# Beef ribs?



## smokinroosters (Jul 1, 2013)

Anyone a fan of smoking beef ribs never tried them but thought it might be something new I could try any tips?


----------



## davidhef88 (Jul 1, 2013)

Many here have done them, me, not yet. Have seen many good looking smoked beef ribs. Use the handy search bar and you will fund what you're looking for.


----------



## leosmith78 (Jul 1, 2013)

I haven't made them in a while, but I've been thinking about whipping up a batch. If I remember right, they take quite a long time, although I don't remember the exact amount of time. I use Jeff's rub, but I prefer a less sweeter rub on my beef, so I cut down the amount of brown sugar. They are wrapped in foil once they get to a certain temp, but you'l have to search the forums to get the best times/temps. After the foil, I firm them back up for a few minutes on the grill. Good luck!


----------



## spresso (Jul 1, 2013)

I can never decide if I like pork ribs or beef ribs better :-)

I love both....

As Leo suggested  jeff's rub is good but for beef i prefer much less sugar.

You can always try a simple SPOG or additional paprika and chili powder....

One thing to watch out for is that butchers like to trim their beef ribs to the bone or very close to it.  I would not buy one with a shiner. 

Try to look for one that has some meat on top of the bones not just in between.....  I think this is key to a good smoked beef rib. 

Then just rub it with mustard or hot sauce or Worchestershire sauce and add your rub. 

I like to foill mine at the 2.5 hour mark.  but you dont have to .  I like to spray it with a mix of apple cider, ketchup and tabasco mix.

but not always.  you can always keep it simple!!!

Add sauce the last half hour if you lie to add sauce....

Total time with a thick rib can be 5-6 hours  but do a taste test.  I always add and ecxtra rib just for sampling  :-)

HTH  and good luck!!!  Beef ribs are AWSOME.

Zed


----------



## michief (Jul 1, 2013)

I love both but beef ribs are my fav when I can find nice meaty dino bones. Doing them for the 4th in fact.

Sent from my SPH-D710 using Tapatalk 2


----------



## smokinroosters (Jul 1, 2013)

Thanks for the input I think I will try a batch !


----------



## parman (Jul 2, 2013)

Beef ribs are awesome to smoke. Here's what I do.

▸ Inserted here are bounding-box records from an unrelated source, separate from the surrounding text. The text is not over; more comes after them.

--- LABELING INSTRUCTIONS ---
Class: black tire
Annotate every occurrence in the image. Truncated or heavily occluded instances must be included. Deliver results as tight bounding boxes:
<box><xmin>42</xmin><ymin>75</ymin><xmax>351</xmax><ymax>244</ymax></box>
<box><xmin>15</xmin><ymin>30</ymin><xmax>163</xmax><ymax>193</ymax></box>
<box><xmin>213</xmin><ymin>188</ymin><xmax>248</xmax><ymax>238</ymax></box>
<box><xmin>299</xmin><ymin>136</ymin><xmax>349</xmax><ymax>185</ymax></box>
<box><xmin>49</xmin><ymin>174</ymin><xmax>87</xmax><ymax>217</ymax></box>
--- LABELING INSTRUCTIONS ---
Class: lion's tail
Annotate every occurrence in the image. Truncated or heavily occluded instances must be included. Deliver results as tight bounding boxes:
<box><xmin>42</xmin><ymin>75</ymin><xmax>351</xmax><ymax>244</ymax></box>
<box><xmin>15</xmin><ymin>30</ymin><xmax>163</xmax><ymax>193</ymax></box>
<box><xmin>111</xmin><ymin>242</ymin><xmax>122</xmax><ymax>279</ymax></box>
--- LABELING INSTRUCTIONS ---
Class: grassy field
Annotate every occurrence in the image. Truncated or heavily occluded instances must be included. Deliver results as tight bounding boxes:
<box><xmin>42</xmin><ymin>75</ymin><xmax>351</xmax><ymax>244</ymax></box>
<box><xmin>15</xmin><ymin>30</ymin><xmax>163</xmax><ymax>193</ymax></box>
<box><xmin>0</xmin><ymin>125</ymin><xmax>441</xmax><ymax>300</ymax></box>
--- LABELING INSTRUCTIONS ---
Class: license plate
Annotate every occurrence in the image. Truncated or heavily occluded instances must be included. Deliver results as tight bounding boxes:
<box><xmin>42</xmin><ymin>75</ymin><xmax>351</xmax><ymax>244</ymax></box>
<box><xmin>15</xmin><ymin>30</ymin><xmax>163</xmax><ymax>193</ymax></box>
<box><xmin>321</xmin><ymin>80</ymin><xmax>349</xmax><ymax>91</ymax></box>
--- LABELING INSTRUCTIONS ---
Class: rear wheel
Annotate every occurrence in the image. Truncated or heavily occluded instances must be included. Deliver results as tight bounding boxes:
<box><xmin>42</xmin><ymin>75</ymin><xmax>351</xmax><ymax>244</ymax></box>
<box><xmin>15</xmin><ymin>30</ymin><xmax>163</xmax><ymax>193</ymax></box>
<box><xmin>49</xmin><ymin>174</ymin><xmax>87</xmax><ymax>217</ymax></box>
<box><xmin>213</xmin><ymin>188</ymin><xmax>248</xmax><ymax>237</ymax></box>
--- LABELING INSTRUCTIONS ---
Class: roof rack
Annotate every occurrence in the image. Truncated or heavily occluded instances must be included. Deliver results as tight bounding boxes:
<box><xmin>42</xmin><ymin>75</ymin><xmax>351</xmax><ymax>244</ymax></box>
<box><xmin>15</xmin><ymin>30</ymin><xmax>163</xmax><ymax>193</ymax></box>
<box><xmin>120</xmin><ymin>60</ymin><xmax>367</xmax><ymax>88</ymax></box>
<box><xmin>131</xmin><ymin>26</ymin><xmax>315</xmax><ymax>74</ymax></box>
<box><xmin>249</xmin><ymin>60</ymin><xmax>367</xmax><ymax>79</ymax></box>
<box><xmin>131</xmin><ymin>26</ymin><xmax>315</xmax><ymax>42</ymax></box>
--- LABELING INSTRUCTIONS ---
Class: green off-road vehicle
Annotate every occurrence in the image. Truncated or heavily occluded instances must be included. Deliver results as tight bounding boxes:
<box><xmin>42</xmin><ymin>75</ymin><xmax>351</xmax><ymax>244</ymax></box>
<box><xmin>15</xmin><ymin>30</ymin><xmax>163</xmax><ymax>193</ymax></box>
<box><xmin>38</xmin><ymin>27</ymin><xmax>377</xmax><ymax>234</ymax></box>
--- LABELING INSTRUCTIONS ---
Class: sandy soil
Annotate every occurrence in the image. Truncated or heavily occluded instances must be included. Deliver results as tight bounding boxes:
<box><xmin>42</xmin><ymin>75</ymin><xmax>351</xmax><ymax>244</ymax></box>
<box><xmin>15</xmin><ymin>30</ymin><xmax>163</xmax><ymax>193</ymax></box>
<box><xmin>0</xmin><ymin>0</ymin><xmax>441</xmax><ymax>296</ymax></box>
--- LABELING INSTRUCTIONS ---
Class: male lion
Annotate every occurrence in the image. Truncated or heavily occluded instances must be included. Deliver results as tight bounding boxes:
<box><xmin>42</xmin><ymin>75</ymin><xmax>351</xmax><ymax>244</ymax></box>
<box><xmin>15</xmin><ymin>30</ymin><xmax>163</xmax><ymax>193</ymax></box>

I used hickory or red oak with applewood. Pull off rib membrane, apply Worchestershire sauce and then apply rub. Now I start my fire. This allows the rib to get closer to room temp.

I like my fire at 225 to 250 for this smoke. 5 hours is almost spot on. I set my ribs cross wise on the smoker with the thick end towards the fire. I place them meat side down for the first hour as this renders alot of the fat into the meat. At the 1 hour mark I flip them over and just maintain my fire. If you must look they'll be dull in color at the beginning and shiny and moist looking when finished. Pick the slab up with tongs and they should bent amost to a 45* angle.

I don't sauce mine. I'll put sauce on the side but no one ever uses it. I use a  different rub than I ever seen mentioned here and you just don't need to sauce.

Good luck and let us know how they turn out.

Hint: I always bring my butcher offerings of jerky, chile etc. So when I need a nice slab of beef bones he'll cut his ribeyes for the display and have I have a gorgeous rack of beef bones!


----------



## shannont (Sep 2, 2013)

I made my first rack of beef ribs following the instructions posted in this thread.  These ribs were so good I made beef rib believers out of my peanut gallery skeptics"beef ribs are tough, chewy, fatty and gross - they said".  I cooked at 250/255 hotter than I had wanted for 5 hours and my ribs were a little over cooked, they pulled completely off the bone but this isn't a competition so I didn't really care - the rookies were impressed. The hickory flavor and smoke ring were awesome NO ONE asked for sauce. These were the exact opposite of what my nay sayr's said meaning they were super tender, moist, not fatty at all, full of flavor and I wouldn't change anything about this recipe except for my ability to control my heat.

Thank you smoking gods for giving me another meaty tool for my arsenal.


----------